Stand behind the curtain and wait for signal
Listen for “Go” to open the curtain and walk down the stairs
Once at the bottom of the stairs, let the music decide your ending pose
My goal for this appropriation project was to get my friends to participate in a culture they are mostly unaware of. Ballroom culture is something that I have been learning more about through shows like Legendary and Pose because I feel as if it’s a black subculture that is frequently overlooked yet has influenced generations. Ballroom culture slang is constantly appropriated, and people have no knowledge of the community that created these terms.
To find inspiration from in-class artwork, I instantly thought of The Cabaret Voltaire created by Hugo Ball. This cabaret was seen as a variety show for the ideals of culture and art during a time when freedom of expression was very limited. It served as proof of independence by growing a community within a city of exile. Original works from artists and poets were given a safe space to be performed, encouraging a subculture to thrive during a depressive time. This concept of societal pressure to hide differing views inspired communities to create art reminded me of Ballroom culture. Ballroom was an underground subculture for LGBTQ people of color to freely express themselves during a time when they weren’t accepted. By utilizing unassuming buildings(just like The Cabaret Voltaire did) Ballroom culture was able to promote their ideals in a safe space, and their ideals ended up creating art.

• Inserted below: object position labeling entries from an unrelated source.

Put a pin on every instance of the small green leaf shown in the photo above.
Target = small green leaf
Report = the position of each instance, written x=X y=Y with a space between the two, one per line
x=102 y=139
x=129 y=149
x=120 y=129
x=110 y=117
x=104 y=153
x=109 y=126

A place full of acceptance and independent minds can fuel the best forms of performance art, which is what my artwork “Work the Runway” focuses on. By testing out my artwork in a more intimate space, my friends felt encouraged to dance weirdly because we all were shouting at them(just like most Ballroom Vouge Battles spectators). With the confidence of professional dancers, my friends ended up channeling Naomi Campbell when walking through the curtain. I ended up posting this video of us dancing and my friends who were not there kept commenting things like “ate” or “slay” which are ironically terms heavily used in Ballroom culture, so it’s interesting to see how this culture has been a prominent part of our lives that has even influenced how we walk down stairs.